A highlight of the launch event was the announcement of the first building to receive a NABERS UK rating: Toronto Square in Leeds, owned by Grosvenor, with the building achieving a 4.5 Star Rating. This emphasised how we are at the start of the next phase of the journey. Building owners must step up to obtain voluntary ratings. Robert’s presentation described some basic steps that should be taken now to get ready to do this.

Mandatory ratings?

There is momentum and a view these are ratings the property and construction industries can work with. But should the government introduce mandatory ratings as it promised to do by April this year in its March 2020 consultation? This was the topic of lively debate during the panel discussion at the launch.
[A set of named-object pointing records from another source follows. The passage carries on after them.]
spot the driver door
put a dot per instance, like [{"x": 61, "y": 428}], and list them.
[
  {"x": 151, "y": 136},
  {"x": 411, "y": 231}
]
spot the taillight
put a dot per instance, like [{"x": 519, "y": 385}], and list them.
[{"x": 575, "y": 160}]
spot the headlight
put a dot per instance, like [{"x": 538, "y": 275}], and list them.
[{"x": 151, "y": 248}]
Mandatory ratings may need to be simpler (DECs 2.0 aligned with NABERS UK), but at the very least government should allow NABERS UK ratings to be a route to compliance and mandatory for buildings > 4,000 m2 NIA initially (for example) with a timetable for ratcheting down that threshold. In Australia, mandatory NABERS ratings were introduced in 2010 with a 2,000 m2 NIA threshold, after a 10 year voluntary lead-in period. The threshold was reduced to 1,000 m2 in 2017. The UK is learning from that experience and can act much more rapidly. No one needs reminding that time is the one resource we cannot increase in the race to halve emissions by 2030.